Once a feature branch is on staging, the staging-guard in Flow 2 blocks all auto-deploys. Merges to main still pass CI but skip CD — the feature branch stays undisturbed until someone manually deploys main back. Testing a branch went from “SSH, checkout, build, restart, hope nobody pushes over you” to picking it from a dropdown.
See it in action: https://jam.dev/c/abef3b43-fc76-4fb9-a6e9-803b3618bd25
Flow 4: Deploy to Production
Trigger: Manual via GitHub Actions UI, main branch only enforced.
Same workflow, “deploy-production” action. Builds with production secrets (scoped via the production GitHub Environment), tags as prod-main-<sha>, deploys to the production server. The previous deployment’s tag is preserved for rollback.
No auto-deploy, no surprises. Production is always deployed manually from the UI.

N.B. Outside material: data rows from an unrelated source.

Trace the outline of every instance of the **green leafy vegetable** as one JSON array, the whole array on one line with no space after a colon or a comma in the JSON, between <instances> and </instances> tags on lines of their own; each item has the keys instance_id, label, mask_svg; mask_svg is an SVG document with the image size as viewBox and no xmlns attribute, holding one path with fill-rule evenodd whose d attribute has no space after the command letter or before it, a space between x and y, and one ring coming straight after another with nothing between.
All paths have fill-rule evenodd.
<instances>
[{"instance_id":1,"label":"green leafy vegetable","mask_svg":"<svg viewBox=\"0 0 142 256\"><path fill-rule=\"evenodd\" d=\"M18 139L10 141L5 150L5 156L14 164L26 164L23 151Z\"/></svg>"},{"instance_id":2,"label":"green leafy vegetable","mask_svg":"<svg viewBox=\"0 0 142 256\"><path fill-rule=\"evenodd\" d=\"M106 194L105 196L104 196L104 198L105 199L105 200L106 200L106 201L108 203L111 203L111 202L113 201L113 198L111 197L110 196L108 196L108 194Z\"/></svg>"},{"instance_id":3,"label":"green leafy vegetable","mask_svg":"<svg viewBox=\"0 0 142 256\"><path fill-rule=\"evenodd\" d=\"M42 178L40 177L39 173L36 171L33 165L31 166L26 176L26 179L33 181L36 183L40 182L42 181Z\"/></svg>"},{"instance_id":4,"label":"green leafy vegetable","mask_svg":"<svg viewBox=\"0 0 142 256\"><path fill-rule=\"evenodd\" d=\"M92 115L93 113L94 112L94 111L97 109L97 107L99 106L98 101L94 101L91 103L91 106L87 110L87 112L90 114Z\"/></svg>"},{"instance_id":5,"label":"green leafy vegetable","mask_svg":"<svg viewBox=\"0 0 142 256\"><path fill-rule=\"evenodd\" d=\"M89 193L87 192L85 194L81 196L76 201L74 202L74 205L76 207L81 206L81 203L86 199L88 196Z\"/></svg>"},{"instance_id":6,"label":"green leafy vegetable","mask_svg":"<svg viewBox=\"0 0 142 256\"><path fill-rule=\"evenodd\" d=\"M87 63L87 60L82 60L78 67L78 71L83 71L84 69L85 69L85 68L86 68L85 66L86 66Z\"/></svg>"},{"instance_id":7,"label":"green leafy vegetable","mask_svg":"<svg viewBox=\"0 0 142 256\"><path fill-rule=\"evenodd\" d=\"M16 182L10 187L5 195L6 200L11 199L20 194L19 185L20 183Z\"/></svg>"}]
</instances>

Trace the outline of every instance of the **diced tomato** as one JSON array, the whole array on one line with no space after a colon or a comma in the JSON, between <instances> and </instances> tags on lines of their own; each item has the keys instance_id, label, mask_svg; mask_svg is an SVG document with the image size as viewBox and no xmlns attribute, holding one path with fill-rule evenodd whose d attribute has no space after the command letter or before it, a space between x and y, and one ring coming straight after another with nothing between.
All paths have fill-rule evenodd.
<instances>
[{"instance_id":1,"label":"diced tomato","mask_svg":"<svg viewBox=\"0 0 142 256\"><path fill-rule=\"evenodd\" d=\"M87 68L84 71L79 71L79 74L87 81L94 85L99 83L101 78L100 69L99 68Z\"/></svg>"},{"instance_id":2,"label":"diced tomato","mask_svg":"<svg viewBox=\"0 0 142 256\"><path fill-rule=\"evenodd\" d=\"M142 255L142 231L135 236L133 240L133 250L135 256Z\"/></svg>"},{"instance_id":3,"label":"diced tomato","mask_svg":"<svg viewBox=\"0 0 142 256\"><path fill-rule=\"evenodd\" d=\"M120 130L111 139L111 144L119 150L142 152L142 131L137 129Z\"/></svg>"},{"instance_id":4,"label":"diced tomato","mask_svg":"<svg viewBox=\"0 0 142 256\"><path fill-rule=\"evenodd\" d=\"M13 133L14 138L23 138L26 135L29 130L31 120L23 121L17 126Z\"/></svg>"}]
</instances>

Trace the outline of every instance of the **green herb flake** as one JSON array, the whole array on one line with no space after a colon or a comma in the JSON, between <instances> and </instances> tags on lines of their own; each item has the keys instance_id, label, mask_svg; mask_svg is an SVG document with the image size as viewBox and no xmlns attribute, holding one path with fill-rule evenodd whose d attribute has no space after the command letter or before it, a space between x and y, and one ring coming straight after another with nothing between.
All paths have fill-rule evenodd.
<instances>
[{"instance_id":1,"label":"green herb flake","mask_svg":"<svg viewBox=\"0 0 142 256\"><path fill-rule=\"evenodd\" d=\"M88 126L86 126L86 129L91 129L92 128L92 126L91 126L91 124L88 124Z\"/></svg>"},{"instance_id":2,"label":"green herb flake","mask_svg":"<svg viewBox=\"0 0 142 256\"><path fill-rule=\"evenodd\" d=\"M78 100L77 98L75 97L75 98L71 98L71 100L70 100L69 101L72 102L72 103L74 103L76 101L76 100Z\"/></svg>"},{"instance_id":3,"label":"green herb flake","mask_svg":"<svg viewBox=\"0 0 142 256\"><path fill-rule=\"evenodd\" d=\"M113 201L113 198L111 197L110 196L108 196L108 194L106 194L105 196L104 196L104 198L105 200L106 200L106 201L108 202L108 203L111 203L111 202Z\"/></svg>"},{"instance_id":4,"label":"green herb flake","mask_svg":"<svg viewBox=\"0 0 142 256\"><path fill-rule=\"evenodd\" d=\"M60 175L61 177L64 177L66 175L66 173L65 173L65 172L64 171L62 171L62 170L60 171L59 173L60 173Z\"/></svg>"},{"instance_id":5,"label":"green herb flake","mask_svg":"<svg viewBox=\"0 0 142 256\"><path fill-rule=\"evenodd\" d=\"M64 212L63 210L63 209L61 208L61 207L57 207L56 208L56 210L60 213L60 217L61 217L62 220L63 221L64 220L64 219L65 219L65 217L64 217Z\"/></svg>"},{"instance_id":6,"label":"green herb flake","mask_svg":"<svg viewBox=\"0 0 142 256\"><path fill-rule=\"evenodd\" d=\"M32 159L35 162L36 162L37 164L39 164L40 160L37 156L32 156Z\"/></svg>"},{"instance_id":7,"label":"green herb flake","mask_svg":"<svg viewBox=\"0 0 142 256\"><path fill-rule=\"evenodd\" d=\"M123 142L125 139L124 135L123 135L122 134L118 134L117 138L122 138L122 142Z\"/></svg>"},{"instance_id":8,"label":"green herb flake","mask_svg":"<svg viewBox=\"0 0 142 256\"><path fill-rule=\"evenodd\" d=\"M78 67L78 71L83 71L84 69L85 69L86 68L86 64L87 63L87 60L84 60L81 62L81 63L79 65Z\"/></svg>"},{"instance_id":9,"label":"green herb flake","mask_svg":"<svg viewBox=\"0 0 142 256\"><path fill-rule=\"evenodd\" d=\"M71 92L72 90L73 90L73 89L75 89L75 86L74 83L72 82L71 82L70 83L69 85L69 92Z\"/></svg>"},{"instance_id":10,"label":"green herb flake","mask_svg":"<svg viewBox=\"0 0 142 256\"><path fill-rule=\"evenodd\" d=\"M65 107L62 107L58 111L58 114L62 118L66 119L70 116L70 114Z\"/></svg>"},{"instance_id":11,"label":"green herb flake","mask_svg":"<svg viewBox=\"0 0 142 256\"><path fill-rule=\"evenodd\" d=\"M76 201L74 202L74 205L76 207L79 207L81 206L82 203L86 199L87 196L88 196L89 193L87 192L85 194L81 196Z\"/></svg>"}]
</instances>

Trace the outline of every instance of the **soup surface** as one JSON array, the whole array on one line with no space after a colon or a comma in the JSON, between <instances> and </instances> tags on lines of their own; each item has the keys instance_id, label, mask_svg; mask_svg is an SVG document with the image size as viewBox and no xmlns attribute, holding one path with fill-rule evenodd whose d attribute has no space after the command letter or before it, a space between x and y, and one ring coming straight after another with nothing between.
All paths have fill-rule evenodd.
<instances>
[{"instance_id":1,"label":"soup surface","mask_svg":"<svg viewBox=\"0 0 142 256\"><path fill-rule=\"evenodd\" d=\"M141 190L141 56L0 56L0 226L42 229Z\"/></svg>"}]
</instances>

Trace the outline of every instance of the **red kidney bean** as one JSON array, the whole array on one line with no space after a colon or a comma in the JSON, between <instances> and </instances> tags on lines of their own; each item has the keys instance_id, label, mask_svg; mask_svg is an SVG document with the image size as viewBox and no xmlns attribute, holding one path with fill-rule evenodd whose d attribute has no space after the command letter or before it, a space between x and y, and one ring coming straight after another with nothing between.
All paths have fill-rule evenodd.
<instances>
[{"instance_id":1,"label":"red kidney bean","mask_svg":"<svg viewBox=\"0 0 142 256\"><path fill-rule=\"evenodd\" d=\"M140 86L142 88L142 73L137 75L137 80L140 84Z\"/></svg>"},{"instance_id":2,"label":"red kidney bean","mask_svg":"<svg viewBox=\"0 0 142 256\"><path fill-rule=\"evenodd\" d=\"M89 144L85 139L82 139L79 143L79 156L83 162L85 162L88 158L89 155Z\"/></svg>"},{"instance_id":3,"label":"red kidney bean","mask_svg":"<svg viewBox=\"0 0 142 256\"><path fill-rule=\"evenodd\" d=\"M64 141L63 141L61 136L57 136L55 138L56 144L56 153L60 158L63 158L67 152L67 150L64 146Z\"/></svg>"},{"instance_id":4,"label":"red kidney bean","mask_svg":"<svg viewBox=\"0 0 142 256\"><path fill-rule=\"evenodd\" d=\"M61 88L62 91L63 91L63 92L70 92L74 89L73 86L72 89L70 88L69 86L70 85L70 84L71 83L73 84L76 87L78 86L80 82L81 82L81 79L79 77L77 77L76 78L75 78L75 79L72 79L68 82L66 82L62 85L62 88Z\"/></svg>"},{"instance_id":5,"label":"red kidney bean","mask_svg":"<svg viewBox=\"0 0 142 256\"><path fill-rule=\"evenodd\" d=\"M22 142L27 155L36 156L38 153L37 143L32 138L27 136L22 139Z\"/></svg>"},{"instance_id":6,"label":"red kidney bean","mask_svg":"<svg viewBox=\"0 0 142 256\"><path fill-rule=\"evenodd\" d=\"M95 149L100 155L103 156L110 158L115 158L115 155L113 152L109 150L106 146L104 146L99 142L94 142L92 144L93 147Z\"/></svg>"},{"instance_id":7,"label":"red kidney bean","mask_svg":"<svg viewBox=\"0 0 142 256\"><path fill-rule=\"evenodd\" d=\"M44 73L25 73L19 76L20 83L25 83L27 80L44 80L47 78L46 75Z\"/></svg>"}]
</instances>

Flow 5: Rollback and Releases
Rollback — the “rollback-production” action. The operator can specify an image tag, or leave it empty to auto-rollback. The workflow queries the GitHub Deployments API filtered to environment=production only, picks the second-most-recent production deployment record, and pulls that image from GHCR. No rebuild, no guessing — the kind of recovery speed you appreciate at 11 PM on a Friday.
Release tagging — when a GitHub Release is published, dalgo-release.yml finds the production image built from that release’s commit and tags it with the version number (e.g., v1.2.0). No rebuild — just an alias so releases have clean, findable image tags in the registry.
The Deploy Action
All deploy paths (staging, production, rollback) use one shared composite action. It SSHs into the server, updates the .env with the new image tag, logs into GHCR with the ephemeral token, pulls the image, restarts the container, and logs out. Every environment deploys the exact same way — only the image tag differs.
Images follow the pattern <env>-<branch>-<sha> (e.g., staging-main-5e5bee6, prod-main-def5678). The SHA comes from the triggering commit, giving full traceability from any running container back to the exact code.
What Changed
| Before | After |
|---|---|
The full webapp repo with node_modules used to take up ~1.7 GB on the machine | The Docker image that actually runs webapp is now 225 MB |
| Build on EC2, server crashes | Build on GitHub runners, server only pulls images |
| Stop Prefect/Gunicorn before deploying | No need to stop prefect |
| SSH and manual checkout for feature branches | One-click feature branch deploy from GitHub UI |
| CI and CD race each other | CI gates CD — deploy only after tests pass |
| No rollback mechanism | Instant rollback to previous image, no rebuild |
| No visibility into what’s deployed | Deployment state tracked in GitHub Environments |
The server no longer builds anything — it just pulls and runs containers. Deployments are traceable, rollbacks are instant, feature branch testing is a dropdown menu away, and nobody has to SSH in and stop Prefect before hitting build. Merging to main and seeing it live on staging in minutes — finally.